5.   Any person, corporation or other legal entity dealing with the Bank may rely upon a certificate signed by an officer of the Bank to effect that these Resolutions and any agreement, instrument or document executed pursuant to them are still in full force and effect and binding upon the Corporation.
 
6.   The Bank may consider the holders of the offices of the Corporation and their signatures, respectively, to be and continue to be as set forth in the Certificate of the Secretary of the Corporation until notice to the contrary in writing is duly served on the Bank.

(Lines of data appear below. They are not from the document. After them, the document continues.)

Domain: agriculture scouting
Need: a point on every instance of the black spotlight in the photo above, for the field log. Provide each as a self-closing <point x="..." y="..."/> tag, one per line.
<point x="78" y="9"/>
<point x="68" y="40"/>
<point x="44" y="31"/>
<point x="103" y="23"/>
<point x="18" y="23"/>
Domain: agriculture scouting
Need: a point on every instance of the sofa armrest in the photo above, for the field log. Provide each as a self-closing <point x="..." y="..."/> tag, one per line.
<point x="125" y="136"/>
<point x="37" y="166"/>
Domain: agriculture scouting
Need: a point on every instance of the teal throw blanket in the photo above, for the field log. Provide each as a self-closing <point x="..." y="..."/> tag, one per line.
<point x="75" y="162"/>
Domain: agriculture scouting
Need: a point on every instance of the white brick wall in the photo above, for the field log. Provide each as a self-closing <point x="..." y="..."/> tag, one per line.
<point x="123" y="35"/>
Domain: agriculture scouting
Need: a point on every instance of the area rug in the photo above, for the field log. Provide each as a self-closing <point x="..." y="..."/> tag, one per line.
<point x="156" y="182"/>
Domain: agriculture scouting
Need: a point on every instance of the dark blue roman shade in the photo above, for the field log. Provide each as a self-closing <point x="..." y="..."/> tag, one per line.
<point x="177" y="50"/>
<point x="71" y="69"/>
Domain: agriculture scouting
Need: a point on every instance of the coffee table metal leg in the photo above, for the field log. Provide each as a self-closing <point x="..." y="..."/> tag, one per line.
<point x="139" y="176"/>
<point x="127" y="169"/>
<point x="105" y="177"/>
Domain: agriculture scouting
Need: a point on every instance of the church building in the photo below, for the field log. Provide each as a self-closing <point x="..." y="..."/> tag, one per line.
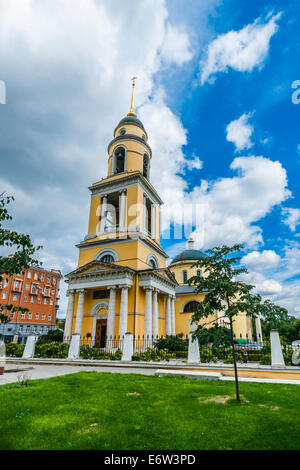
<point x="122" y="282"/>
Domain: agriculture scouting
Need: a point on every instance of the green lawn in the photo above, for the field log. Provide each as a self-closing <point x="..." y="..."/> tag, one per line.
<point x="92" y="410"/>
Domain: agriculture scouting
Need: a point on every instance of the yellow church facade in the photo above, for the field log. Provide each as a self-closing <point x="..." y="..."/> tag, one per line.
<point x="122" y="283"/>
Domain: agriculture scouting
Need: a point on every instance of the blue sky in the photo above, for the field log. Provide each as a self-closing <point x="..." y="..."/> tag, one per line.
<point x="214" y="92"/>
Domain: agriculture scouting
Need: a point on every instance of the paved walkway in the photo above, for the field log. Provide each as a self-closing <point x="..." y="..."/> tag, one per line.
<point x="15" y="373"/>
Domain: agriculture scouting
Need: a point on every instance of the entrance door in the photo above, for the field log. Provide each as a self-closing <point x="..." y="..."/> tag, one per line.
<point x="101" y="326"/>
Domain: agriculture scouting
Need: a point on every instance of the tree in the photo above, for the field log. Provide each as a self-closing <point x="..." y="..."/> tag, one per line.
<point x="20" y="260"/>
<point x="227" y="294"/>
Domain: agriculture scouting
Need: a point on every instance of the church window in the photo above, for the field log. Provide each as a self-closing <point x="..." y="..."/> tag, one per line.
<point x="107" y="259"/>
<point x="119" y="160"/>
<point x="101" y="294"/>
<point x="191" y="307"/>
<point x="146" y="166"/>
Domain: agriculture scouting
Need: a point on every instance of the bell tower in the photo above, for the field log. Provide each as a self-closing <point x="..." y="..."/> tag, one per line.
<point x="125" y="207"/>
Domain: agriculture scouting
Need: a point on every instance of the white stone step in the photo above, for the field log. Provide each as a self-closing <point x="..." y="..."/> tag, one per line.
<point x="193" y="374"/>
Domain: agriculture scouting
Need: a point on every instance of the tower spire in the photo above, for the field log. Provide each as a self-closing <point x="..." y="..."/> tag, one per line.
<point x="131" y="112"/>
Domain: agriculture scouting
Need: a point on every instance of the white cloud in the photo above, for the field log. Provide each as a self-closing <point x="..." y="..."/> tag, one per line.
<point x="291" y="217"/>
<point x="257" y="261"/>
<point x="176" y="46"/>
<point x="240" y="50"/>
<point x="240" y="131"/>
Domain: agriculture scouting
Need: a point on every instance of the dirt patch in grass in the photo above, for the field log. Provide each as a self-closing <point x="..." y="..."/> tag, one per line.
<point x="271" y="408"/>
<point x="222" y="399"/>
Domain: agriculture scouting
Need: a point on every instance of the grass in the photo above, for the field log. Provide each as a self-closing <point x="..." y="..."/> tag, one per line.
<point x="92" y="410"/>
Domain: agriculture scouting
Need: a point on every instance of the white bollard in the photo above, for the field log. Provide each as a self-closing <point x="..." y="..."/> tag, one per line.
<point x="74" y="349"/>
<point x="127" y="347"/>
<point x="29" y="347"/>
<point x="194" y="353"/>
<point x="2" y="357"/>
<point x="276" y="351"/>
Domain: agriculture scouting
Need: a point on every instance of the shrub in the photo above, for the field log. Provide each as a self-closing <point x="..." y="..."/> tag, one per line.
<point x="153" y="355"/>
<point x="172" y="343"/>
<point x="14" y="349"/>
<point x="229" y="358"/>
<point x="52" y="350"/>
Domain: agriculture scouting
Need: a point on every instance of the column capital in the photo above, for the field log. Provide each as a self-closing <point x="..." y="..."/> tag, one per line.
<point x="70" y="292"/>
<point x="81" y="291"/>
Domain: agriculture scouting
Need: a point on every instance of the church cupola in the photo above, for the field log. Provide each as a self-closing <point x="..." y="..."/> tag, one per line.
<point x="129" y="150"/>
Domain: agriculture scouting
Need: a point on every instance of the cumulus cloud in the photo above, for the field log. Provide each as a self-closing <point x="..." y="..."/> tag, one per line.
<point x="239" y="132"/>
<point x="291" y="217"/>
<point x="267" y="259"/>
<point x="176" y="46"/>
<point x="241" y="50"/>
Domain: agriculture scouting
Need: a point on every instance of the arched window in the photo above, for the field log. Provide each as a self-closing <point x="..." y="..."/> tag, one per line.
<point x="191" y="307"/>
<point x="107" y="259"/>
<point x="108" y="255"/>
<point x="119" y="160"/>
<point x="146" y="166"/>
<point x="152" y="261"/>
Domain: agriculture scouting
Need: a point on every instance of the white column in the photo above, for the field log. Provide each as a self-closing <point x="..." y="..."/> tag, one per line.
<point x="79" y="313"/>
<point x="148" y="314"/>
<point x="173" y="316"/>
<point x="168" y="315"/>
<point x="123" y="311"/>
<point x="258" y="329"/>
<point x="69" y="315"/>
<point x="122" y="218"/>
<point x="145" y="215"/>
<point x="154" y="314"/>
<point x="111" y="313"/>
<point x="277" y="359"/>
<point x="153" y="221"/>
<point x="103" y="214"/>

I further certify that the above Resolutions are in full force and effect as of the date of this Certificate; that these Resolutions and any borrowings or financial accommodations under these Resolutions have been properly noted in the corporate books and records, and have not been rescinded, annulled, revoked or modified; that neither the foregoing Resolutions nor any actions to be taken pursuant to them are or will be in contravention of any provision of the articles of incorporation or bylaws of the Corporation or of any agreement, indenture or other instrument to which the Corporation is a party or by which it is bound; and that neither the articles of incorporation nor bylaws of the Corporation nor any agreement, indenture or other instrument to which the Corporation is a party or by which it is bound require the vote or consent of shareholders of the Corporation to authorize any act, matter or thing described in the foregoing Resolutions.

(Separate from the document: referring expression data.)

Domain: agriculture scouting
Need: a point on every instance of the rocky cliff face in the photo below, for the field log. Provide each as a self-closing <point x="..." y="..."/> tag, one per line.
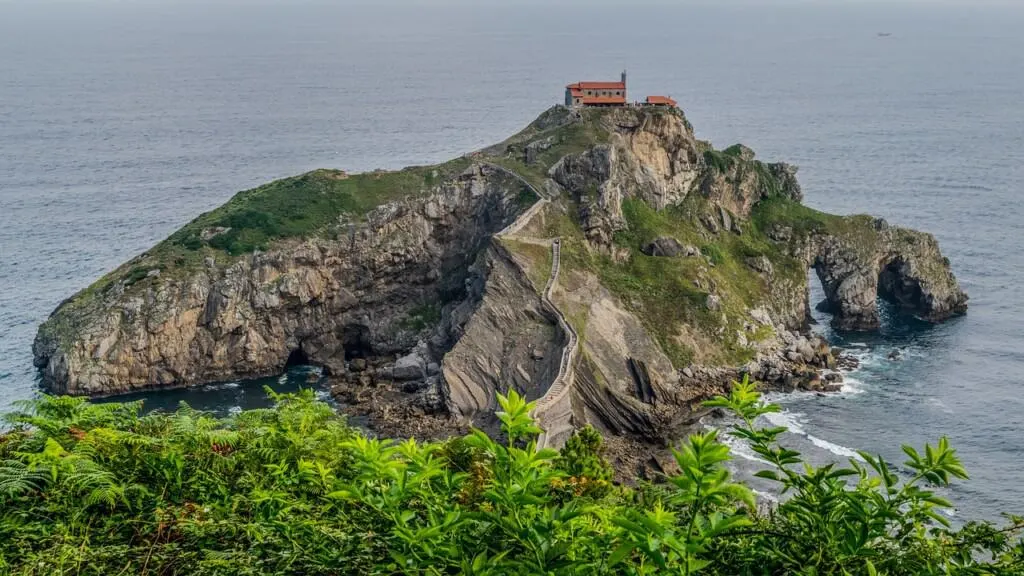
<point x="367" y="290"/>
<point x="901" y="265"/>
<point x="680" y="268"/>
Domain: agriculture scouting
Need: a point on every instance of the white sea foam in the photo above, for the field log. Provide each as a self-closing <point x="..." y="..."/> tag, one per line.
<point x="794" y="422"/>
<point x="220" y="386"/>
<point x="851" y="386"/>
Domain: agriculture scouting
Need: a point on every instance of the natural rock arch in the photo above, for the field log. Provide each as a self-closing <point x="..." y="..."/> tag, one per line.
<point x="900" y="265"/>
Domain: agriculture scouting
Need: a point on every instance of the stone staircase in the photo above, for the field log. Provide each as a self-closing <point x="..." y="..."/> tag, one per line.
<point x="553" y="411"/>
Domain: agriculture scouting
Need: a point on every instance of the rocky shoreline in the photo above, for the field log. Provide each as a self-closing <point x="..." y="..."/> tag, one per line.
<point x="683" y="268"/>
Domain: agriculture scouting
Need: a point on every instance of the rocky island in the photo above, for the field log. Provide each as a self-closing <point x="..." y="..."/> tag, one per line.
<point x="602" y="260"/>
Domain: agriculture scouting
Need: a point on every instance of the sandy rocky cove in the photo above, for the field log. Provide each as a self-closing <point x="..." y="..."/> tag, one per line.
<point x="420" y="314"/>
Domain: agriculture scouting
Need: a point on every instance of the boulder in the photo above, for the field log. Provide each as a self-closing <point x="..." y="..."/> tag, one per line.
<point x="665" y="246"/>
<point x="410" y="367"/>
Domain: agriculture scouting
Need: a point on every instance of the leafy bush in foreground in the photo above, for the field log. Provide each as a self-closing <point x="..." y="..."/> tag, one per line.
<point x="100" y="490"/>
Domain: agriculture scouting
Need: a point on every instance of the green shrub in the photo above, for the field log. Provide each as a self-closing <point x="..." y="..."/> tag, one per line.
<point x="99" y="489"/>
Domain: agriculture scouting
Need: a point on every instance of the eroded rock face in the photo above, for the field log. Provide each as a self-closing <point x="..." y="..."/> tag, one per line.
<point x="902" y="265"/>
<point x="653" y="157"/>
<point x="326" y="300"/>
<point x="349" y="301"/>
<point x="504" y="338"/>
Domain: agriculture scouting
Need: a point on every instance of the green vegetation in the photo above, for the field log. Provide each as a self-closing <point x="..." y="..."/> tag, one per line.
<point x="423" y="317"/>
<point x="538" y="257"/>
<point x="90" y="489"/>
<point x="303" y="206"/>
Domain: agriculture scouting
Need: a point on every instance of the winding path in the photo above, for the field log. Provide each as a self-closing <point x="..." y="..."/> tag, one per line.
<point x="553" y="411"/>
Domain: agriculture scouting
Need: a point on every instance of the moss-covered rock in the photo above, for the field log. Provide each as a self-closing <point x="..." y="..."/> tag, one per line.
<point x="364" y="268"/>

I further certify that the following named persons have been duly elected to the offices set opposite their respective names, that they continue to hold these offices at the present time, and that the signatures which appear below are the genuine, original signatures of each respectively:
(PLEASE SUPPLY GENUINE SIGNATURES OF AUTHORIZED SIGNERS BELOW)
         
NAME (Type or Print)   TITLE   SIGNATURE
 
       
Thomas P. Raimondi, Jr.
  CEO & President   /s/ Thomas P. Raimondi, Jr.
 
       
 
       
Scott Poteracki
  CFO   /s/ Scott Poteracki
 
       
 
       
Edward Kirnbauer
  Controller   /s/ Edward Kirnbauer
 
       
In Witness Whereof, I have affixed my name as Secretary and have caused the corporate seal (where available) of said Corporation to be affixed as of May 31, 2007.
         
     
  /s/ Scott Poteracki    
  Secretary   
     
 
     
The Above Statements are Correct.
  /s/ Thomas P. Raimondi, Jr.
 
   
 
  SIGNATURE OF OFFICER OR DIRECTOR OR, IF NONE. A SHAREHOLDER OTHER THAN SECRETARY WHEN SECRETARY IS AUTHORIZED TO SIGN ALONE.
Failure to complete the above when the Secretary is authorized to sign alone shall constitute a certification by the Secretary that the Secretary is the sole Shareholder, Director and Officer of the Corporation.